In a judgement that will have a bearing on all corporates with townships around industrial complexes, the Income-Tax Appellate Tribunal (ITAT), Mumbai has held that the Jamshedpur township was eligible for all tax reliefs under the Income-Tax Act available to manufacturing processes. The township could not be considered to be an entity separate from the industrial complex. 

The ruling says the township is entitled to investment allowance, depreciation allowance and additional depreciation allowance. The order removes a tax burden of nearly Rs.100 crore for TISCO, "Steel works and the township formed an integral part of the whole industrial complex, one of which cannot exist without the other." 

The ITAT ruling has far reaching implications not only for TISCO, but also for a large number of corporates which have giant industrial complexes which include not just the factory but also office premises and residential complexes of the persons who work in the mills and factories. 

In the case of TISCO, assessing officer of IT department declined to allow depreciation claims on plant and machinery installed in the township on the ground that such plant and machinery was not being used for manufacturing purposes. According to the officer, depreciation allowance and double shift allowances could only be claimed on plant and machinery and not for expenses incurred on township.

Cos asked to give details of Loan to SSIs

The Department of Company Affairs (DCA) has issued a notification amending a section of the Companies Act which would mandate companies to provide additional disclosures in regard to loans and interest amount to be paid to small scale industrial (SSI) undertakings. 

The notification will make suitable alternation in Schedule-VI of the Act to provide for additional disclosures in Part-I form of balance sheets with immediate effect.
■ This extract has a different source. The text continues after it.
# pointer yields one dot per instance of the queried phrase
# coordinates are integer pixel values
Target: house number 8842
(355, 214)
Accordingly, companies are required to include in their balance sheets a paragraph underlining names of SSI undertakings to whom the company owes any sum together with interest outstanding for more than 30 days. 

"The notification is intended to protect the interests of the small investors by mandating the companies to disclose minute details of its liabilities and assets in its balance sheet to help investors take correct decisions".

The notification also amends the Companies (Fees on Applications) Rules 1999 requiring hotel companies to pay fees based on its authorised share capital for seeking exemption. For application made by a hotel company to the central government under sub section (4) of Section 211 of the Companies Act, 1956, amounts of fees to be paid by hotel companies having an authorised share capital of less than Rs.25 lakh has been fixed at Rs.2,500 for hotel companies with authorised share capital of Rs.25 lakh or more but less than Rs.5 crore at Rs.5,000 and for those hotel companies with paid up share capital of Rs.5 crore or more at Rs.10,000.